In the implementation above, disableAttachments is enabled based on the user's permission, or showCommandsButton is active only for the Customer role.

Another approach you can take is to limit the delete message functionality and apply UserPermissions.delete to remove the applicable UI.

Moreover, you may want to apply for these permissions on your back-end or API to perform. I will leave this part as homework.

Closing a Support Chat Channel

For the last section of this tutorial, I'd like to show you how to close a support channel chat.

🛠 First, you need to create a method for the ChatService class to send the command to close a channel.

// /lib/services/chat_service.dart

...

Future<void> archiveSupportChat() async {
   await client.hideChannel(
      _currentChannelId!,
      'support',
      clearHistory: true,
    );
  client.channel('support', id: _currentChannelId).dispose();
  _currentChannelId = null;
  _currentEmployeeId = null;
}

...

In this implementation, you can hide a chat with an existing ID and the type support and finally, set both _currentChannelId and _currentEmployeeId to null so that next time users come to a support screen, they’ll see a new channel created, and it will connect them to another employee.

Hiding a channel makes it invisible to the query channels. It can be retrieved if the user adds a new message to it or calls the show() method to remove the hidden status.

However, there are other possibilities. For example, you can archive or delete a channel. At the moment, archive is not exposed to the Stream Dart SDK. Therefore, for now, you can hide a channel.

🛠 Next, locate MessageInput in the support.dart file, and add actions.
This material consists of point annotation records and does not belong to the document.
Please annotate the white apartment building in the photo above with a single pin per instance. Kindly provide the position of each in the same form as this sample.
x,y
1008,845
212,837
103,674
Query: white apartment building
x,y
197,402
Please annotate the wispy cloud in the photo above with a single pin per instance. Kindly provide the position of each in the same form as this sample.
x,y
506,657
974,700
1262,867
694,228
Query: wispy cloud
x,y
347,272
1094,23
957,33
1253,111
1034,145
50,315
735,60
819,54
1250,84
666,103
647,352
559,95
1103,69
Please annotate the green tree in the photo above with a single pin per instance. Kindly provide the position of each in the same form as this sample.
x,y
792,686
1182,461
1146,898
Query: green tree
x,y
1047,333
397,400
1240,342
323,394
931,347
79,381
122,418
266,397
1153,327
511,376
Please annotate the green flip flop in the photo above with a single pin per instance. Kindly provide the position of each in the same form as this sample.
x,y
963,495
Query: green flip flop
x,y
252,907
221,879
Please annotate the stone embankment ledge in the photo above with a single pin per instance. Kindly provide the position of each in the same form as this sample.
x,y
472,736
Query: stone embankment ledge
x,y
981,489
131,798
// /lib/screens/support.dart
{

...

MessageInput(
  actions: [_closeChat()],
  disableAttachments: !profile!.can(UserPermissions.upload),
  sendButtonLocation: SendButtonLocation.inside,
  actionsLocation: ActionsLocation.leftInside,
  showCommandsButton: !profile?.isCustomer,
),

...

  /// method in the class
  CommonButton _closeChat() {
    return CommonButton(
      onPressed: () {
        ChatService.instance.archiveSupportChat();
        CoffeeRouter.instance.push(MenuScreen.route());
      },
      child: Icon(
        Icons.close,
        color: Colors.white,
      ),
    );
  }
}

The actions parameter adds a list of additional actions to the GetStream chat input UI. You can call the archiveSupportChat method OnPressed() and hide the chat, and redirect the user to the menu screen to show a proper message that the discussion is closed. They can reopen by returning to the support screen.

Conclusion

Authentication and authorization are complex but necessary features of most applications, and they can be tricky to implement and manage. Auth0 provides a reliable service that takes on these tasks. You can this service in Flutter applications without having to set up a server or maintain infrastructure. You can also make use of serverless tools such as Auth0 Actions, which you can use to add sophistication to your authentication and authorization process.
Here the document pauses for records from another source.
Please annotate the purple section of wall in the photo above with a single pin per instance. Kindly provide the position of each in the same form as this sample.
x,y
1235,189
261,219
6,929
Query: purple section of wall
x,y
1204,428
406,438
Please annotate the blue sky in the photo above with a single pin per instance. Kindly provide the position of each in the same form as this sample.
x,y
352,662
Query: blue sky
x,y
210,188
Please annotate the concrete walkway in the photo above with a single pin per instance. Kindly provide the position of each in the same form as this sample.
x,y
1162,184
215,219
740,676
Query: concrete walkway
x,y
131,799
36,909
You have seen how you can speed up your development by adding a support chat using GetStreamChat to a Flutter application. You’ve also seen how you can limit the functionality available to users by leveraging roles and permissions received from Auth0 via tokens.

Congratulations! You’ve come a long way over this tutorial’s four parts, and I hope that you have learned a lot. This is just the beginning — you can still implement and configure a lot, using both Stream and Auth0, and take your apps to the next level.